Father Bernard was caught in at least one lie when he wrote that he was put to work in a factory outside the camp on his first day there, which was four days after a new rule that the priests did not have to work.
Dr. Georg Konrad Morgen, the SS judge who investigated all the camps, gave Dachau a good report. In his investigations, Dr. Morgan would stay at a camp for 4 to 8 months and ask the prisoners about conditions in the camp. Father Bernard should have spoken up and told his story to Dr. Morgan, who would have promptly arrested the guard and put him into the wing of the bunker that was for SS men who had committed crimes. There were 128 SS men in this section of the bunker when the camp was liberated.
Comment by furtherglory — September 20, 2010 @ 7:23 am
It seems that D. Mersheim is trying to make it appear that Further Glory doesn’t tell the truth about what he reads, but attempts instead to “whitewash” the conc. camp system.
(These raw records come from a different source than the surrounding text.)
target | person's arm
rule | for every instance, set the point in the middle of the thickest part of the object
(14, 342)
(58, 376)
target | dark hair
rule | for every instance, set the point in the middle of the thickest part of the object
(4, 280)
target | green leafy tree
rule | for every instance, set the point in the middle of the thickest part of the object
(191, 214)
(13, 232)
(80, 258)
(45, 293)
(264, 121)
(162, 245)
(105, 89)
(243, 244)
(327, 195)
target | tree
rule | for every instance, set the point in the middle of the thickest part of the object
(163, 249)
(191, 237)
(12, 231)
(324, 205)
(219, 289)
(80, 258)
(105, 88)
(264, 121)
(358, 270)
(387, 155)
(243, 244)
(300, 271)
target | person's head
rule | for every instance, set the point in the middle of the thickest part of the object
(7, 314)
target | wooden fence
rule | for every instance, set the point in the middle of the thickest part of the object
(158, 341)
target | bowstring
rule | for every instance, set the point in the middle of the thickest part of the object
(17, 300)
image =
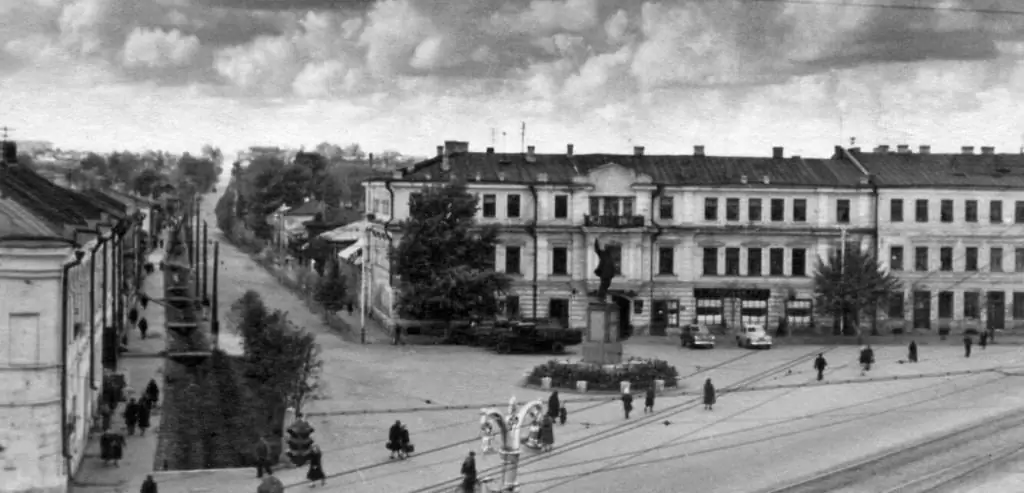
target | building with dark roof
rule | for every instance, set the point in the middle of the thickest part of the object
(951, 226)
(720, 240)
(61, 272)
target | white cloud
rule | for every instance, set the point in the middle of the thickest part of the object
(158, 48)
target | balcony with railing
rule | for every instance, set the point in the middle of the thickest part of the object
(616, 221)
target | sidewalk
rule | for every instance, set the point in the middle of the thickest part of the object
(139, 363)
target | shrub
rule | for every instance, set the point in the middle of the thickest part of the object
(640, 373)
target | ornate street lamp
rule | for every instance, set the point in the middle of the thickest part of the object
(508, 427)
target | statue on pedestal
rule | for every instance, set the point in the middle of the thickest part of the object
(605, 270)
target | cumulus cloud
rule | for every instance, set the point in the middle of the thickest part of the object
(159, 48)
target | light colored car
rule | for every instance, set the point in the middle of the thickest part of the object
(754, 336)
(696, 335)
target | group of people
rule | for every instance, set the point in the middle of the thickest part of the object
(136, 413)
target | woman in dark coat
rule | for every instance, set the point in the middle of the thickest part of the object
(143, 416)
(315, 466)
(553, 405)
(709, 395)
(394, 439)
(547, 433)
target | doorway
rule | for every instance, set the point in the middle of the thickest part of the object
(996, 311)
(922, 310)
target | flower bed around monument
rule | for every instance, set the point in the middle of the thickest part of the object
(640, 373)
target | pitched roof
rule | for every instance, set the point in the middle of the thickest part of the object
(944, 170)
(678, 170)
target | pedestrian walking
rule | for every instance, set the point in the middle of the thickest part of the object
(153, 392)
(394, 440)
(315, 471)
(820, 364)
(262, 453)
(131, 415)
(547, 434)
(143, 416)
(143, 326)
(709, 395)
(553, 405)
(148, 486)
(469, 473)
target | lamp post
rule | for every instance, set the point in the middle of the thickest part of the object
(509, 426)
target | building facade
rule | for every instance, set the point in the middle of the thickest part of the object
(720, 240)
(951, 227)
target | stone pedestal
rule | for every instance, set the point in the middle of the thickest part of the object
(601, 344)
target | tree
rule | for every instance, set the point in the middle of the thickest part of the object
(852, 287)
(445, 260)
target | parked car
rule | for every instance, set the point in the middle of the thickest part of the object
(696, 335)
(754, 336)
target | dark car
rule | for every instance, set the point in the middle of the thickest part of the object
(696, 335)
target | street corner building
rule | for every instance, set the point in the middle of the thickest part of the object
(69, 263)
(728, 241)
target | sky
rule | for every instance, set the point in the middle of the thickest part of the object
(735, 76)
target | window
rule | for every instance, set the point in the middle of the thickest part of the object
(972, 304)
(896, 210)
(754, 209)
(776, 258)
(489, 205)
(843, 211)
(945, 304)
(921, 210)
(561, 206)
(946, 258)
(754, 261)
(946, 210)
(921, 258)
(512, 206)
(799, 262)
(995, 211)
(665, 207)
(731, 209)
(732, 261)
(800, 210)
(512, 306)
(895, 258)
(666, 260)
(711, 209)
(777, 209)
(512, 259)
(971, 210)
(559, 260)
(971, 259)
(896, 305)
(711, 261)
(995, 259)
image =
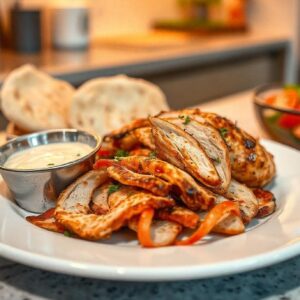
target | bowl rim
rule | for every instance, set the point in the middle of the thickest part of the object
(264, 88)
(52, 168)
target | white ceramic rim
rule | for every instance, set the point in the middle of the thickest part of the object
(166, 273)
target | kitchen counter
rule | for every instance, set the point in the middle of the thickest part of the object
(281, 281)
(109, 57)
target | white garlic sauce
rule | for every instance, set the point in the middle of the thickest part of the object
(47, 156)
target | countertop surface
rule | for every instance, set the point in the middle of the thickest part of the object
(281, 281)
(142, 54)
D. Mersheim wants us to believe every outrageous lie told by camp inmates without critical thinking. The priests at Dachau were more political than godly, and their shameful lies after they were released attests to that. It’s only the simple-minded who believe that because someone wears a priestly collar or garment, he is a superior moral being.
Mersheim is confusing “regular” prisoners with “Priest-prisoners,” for some reason, in his critique of FG. Then, trying to turn the difference between “glass” and “cup” or glass and metal into a major “whopper” of a mistake, he unquestionably accepts every horror story told by a “survivor.”
But it’s just not believable that an “SS man” would smash the cup into the priest’s face because he “hesitated” while drinking. This fits in with the effort to portray a majority of SS personnel as sadistic brutes. If there were sadists in the camps, they were usually inmates who gained positions of relative authority — Jews and communists.
The fact that life in the camps was quite tolerable for most, up until the end when the infrastructure broke down because of Allied indiscriminate bombing warfare, is fought tooth and nail by the Holocaust Industry and the Israel Lobby with it’s many tentacles. Unfortunately, we are dealing with a group of people for whom lying is second nature. Lying is not condemned because “it serves a good cause!!”